BYD’s, Overseas

BYD’s Overseas Factories Take Shape as China Sales Freefall Threatens Earnings

06.07.2026 - 18:34:54 | boerse-global.de

Despite record June deliveries, BYD shares fall 2.43% as Chinese home sales collapse ~40%, overshadowing 95% export surge and overseas expansion into Thailand and Europe.

BYD June Sales Hit Record 403K Vehicles But Stock Slips on China Slowdown
BYD’s - BYD’s Overseas Factories Take Shape as China Sales Freefall Threatens Earnings 06.07.2026 - Bild: über boerse-global.de

BYD delivered a record 403,472 vehicles in June, yet its shares keep sliding. The stock traded at €9.35 on Monday, down 2.43%, and sits barely 16% above the 52-week low of €8.03 hit just days earlier. Investors are looking past the headline sales surge and focusing on a brutal split: while exports jumped 95% to nearly 175,000 units, the Chinese home market is deteriorating faster than the company can build new plants abroad.

The domestic numbers are stark. In the first half of 2026, BYD sold 1.81 million vehicles worldwide, a 15.72% drop year-on-year. But that headline obscures a deeper problem: sales in China collapsed by roughly 40% to about 1.02 million units, as local competition intensified and consumer demand softened. The broader Chinese EV market shrank for the sixth consecutive month, with June deliveries down 7% overall and the half-year industry total off 13%. AlixPartners forecasts a full-year contraction of nearly 28% for the domestic market — a headwind that no amount of export growth can fully offset.

On the production front, BYD is racing to insulate itself from trade barriers. Its Thai plant in Rayong, which already builds 370,000 vehicles annually and surpassed 70,000 units by end-2025, has become a hub for Southeast Asia and a springboard for exports to Europe. The country’s Board of Investment recently approved over $4.1 billion in EV-related projects spanning 198 initiatives, with BYD as the anchor. Meanwhile, the flagship factory in Szeged, Hungary, is on schedule to begin vehicle assembly in the fourth quarter of 2026.

Should investors sell immediately? Or is it worth buying BYD?

The scramble for a second European site is already under way. Two teams are currently touring locations across different countries, with Spain and France emerging as frontrunners for a so-called brownfield investment — buying and retrofitting an existing plant from a legacy manufacturer. The move is widely seen as a direct response to the European Commission’s plan to close the “PHEV loophole,” which has allowed plug-in hybrids to face lower tariffs than pure EVs. New compensatory duties on Chinese hybrid models are expected, and local production would sidestep those costs entirely. That matters for BYD’s momentum in markets like Germany, where the brand became the best-selling PHEV provider in May 2026 and registered roughly 6,300 new vehicles in June alone — a fourfold increase year-on-year.

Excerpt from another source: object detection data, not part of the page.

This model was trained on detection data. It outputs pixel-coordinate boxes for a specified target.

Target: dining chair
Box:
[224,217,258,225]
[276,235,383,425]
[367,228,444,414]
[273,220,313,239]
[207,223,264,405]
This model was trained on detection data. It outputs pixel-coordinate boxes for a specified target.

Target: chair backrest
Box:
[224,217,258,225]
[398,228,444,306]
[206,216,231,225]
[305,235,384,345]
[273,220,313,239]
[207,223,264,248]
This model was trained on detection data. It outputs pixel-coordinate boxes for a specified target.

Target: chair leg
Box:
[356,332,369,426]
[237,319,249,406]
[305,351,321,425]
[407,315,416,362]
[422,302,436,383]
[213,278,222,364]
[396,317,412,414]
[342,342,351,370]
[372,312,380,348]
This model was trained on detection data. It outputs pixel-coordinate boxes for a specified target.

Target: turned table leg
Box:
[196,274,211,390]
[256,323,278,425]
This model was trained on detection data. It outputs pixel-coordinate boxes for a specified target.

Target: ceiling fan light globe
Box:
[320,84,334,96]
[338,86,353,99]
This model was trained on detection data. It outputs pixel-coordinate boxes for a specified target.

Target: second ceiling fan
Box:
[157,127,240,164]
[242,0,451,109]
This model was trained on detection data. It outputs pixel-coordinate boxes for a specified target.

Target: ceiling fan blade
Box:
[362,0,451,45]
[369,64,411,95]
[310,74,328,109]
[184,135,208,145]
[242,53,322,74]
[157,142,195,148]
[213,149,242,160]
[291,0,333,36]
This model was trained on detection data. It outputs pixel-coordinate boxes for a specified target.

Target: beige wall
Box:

Against this headwind, bulls point to the company’s expanding margin buffers. Overseas sales already account for 44% of half-year volume. In Australia, BYD’s deliveries surged 130%, threatening Toyota’s long-held dominance. The luxury sub-brands Fang Cheng Bao, Denza, and Yangwang posted a combined 62% sales jump in the first half, with the Denza Z9GT launching in Spain at €101,000. Vertical integration — BYD builds its own batteries and chips — helps absorb the brutal price war in China. Analysts estimate the company earned about 8,728 yuan per vehicle in June, but maintaining that figure will be the key test when the quarterly report lands.

Bears counter that the domestic weakness is systemic, not cyclical. China’s retail sales contracted in May for the first time in four years, raising the risk of further price cuts that would hammer per-unit profits. The export shield is also leaking: the EU and China are still negotiating minimum-price agreements, and the threat of definitive punitive tariffs persists. Britain could impose stiff levies on certain models from 2027. These geopolitical risks are already priced into the stock, which trades 13% below its 200-day moving average of €10.75.

Technically, the shares are in no-man’s-land. The 14-day RSI of 52.1 signals neither overbought nor oversold, and the price remains under all key moving averages. It is 5.83% below the 50-day line at €9.93 — a level that, if decisively broken, could shift momentum. For now, the next few months will be a tug-of-war between the tangible milestones of Szeged’s launch and a potential second European site, versus the hollowing-out of the home market that made BYD a global contender in the first place.